The two sutras translated in this chapbook were among the first to arrive in China in the first and second centuries and among the first to be translated. Compiled from other texts as Buddhist primers for an audience that was new to the Dharma, their emphasis is on the Buddha's teachings of suffering, emptiness, impermanence, and no self. Couched in the simplest of language, they have remained part of the daily liturgy in Buddhist temples throughout East Asia ever since.

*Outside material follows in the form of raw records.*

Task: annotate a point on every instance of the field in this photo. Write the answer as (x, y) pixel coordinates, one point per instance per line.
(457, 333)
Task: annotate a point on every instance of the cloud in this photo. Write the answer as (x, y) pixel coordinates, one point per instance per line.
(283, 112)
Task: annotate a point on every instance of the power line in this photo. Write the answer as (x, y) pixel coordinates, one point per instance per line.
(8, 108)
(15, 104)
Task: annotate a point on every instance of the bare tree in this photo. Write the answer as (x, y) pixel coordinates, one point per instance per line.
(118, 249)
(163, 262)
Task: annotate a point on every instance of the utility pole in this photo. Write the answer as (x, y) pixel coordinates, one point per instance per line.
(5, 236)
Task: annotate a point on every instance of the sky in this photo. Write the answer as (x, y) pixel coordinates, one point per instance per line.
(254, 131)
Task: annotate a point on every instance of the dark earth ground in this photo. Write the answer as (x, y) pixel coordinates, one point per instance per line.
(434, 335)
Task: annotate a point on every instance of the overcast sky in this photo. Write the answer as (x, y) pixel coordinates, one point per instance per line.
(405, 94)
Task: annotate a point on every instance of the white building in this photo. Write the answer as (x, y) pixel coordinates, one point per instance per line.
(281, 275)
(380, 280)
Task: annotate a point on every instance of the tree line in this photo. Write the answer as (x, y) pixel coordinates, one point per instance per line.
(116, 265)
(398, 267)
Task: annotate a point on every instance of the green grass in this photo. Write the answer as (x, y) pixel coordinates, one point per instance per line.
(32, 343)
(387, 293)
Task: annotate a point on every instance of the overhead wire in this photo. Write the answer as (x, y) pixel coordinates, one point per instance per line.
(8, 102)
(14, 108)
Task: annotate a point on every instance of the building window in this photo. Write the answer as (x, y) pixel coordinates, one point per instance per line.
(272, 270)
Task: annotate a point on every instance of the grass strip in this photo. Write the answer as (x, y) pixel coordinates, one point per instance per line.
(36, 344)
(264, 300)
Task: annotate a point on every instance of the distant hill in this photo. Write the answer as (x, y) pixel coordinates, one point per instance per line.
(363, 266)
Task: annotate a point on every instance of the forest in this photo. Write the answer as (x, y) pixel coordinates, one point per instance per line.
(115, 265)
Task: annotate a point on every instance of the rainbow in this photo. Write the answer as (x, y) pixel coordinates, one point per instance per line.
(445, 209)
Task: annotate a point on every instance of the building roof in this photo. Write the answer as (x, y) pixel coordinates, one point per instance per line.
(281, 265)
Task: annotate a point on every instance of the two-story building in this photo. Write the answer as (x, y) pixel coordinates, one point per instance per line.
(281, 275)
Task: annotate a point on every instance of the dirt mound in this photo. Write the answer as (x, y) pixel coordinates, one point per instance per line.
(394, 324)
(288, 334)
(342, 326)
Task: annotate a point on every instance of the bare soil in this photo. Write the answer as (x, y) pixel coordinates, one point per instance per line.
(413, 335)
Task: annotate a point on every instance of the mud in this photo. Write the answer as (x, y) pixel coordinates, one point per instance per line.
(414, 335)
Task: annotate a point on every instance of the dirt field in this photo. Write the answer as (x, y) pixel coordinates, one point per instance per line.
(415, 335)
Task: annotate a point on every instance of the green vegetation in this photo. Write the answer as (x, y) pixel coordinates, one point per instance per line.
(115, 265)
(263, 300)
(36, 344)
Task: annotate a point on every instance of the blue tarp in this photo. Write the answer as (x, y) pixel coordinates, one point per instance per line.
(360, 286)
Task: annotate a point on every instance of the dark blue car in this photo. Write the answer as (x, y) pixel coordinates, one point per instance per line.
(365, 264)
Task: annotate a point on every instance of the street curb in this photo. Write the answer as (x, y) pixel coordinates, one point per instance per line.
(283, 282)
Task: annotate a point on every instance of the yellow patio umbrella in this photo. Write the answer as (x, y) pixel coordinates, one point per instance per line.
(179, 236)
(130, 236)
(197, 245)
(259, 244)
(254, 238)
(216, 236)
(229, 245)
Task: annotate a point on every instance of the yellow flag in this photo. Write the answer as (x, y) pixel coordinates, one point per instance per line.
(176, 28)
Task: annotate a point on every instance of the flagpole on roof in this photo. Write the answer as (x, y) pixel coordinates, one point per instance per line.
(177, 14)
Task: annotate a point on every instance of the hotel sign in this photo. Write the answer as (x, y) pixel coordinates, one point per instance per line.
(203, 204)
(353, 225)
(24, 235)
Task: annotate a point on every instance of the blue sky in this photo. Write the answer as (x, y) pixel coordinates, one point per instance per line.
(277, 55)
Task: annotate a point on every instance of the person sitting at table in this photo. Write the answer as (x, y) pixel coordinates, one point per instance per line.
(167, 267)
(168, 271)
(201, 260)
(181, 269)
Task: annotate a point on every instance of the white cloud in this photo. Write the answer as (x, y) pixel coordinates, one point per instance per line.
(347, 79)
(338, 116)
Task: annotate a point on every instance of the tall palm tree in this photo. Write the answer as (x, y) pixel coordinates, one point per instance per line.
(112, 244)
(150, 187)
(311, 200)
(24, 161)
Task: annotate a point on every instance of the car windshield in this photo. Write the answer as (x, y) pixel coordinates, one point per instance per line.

In addition to a preface, and footnotes where necessary, they are presented here in a bi-lingual edition.
The Missionary Sutras: The Forty-two Paragraph Sutra & Eight Realizations of a Mahasattva Sutra, Red Pine, Paperback, 60 pp, $9.00
Bill Porter, who translates under the name Red Pine, was born in Califoria and grew up in Northern Idaho. He recieved his graduate degree at Columbia University and studied with a faculty that included Margaret Mead and Ruth Benedict. He became interested in Buddhism, and in 1972 he left America and moved to a Buddhist monastery in Taiwan. During this time, he married a Chinese woman, with whom he has two children, and he began working on translations of Chinese poetry and Buddhist texts. In 1993, he returned to America so that his children could learn English. For the past twenty years, he has worked as an independent scholar and has supported himself from book royalties and lecture fees. During this time, he has lectured at many of the major universities in the US, England and Germany where he has lectured on Chinese history, culture, poetry, and religion. His translations of texts dealing with these subjects have been honored with a number of awards, including two NEA translation fellowships, a PEN translation award, the inaugural Asian Literature Award of the American Literary Translators Association, a Guggenheim Fellowship, which he received to support work on a book based on a pilgrimage to the graves and homes of China's greatest poets of the past, which was published under the title Finding Them Gone in January of 2016, and more recently in 2018 the Thornton Wilder Prize for Translation bestowed by the American Academy of Arts and Letters. His translations include WHY NOT PARADISE (Empty Bowl, 2019), STONEHOUSE'S POEMS FOR ZEN MONKS (Empty Bowl, 2019), CATHAY REVISITED (Empty Bowl, 2019), A DAY IN THE LIFE (Empty Bowl, 2018), P'U MING'S OXHERDING PICTURES AND VERSE (Empty Bowl, 2015), and more.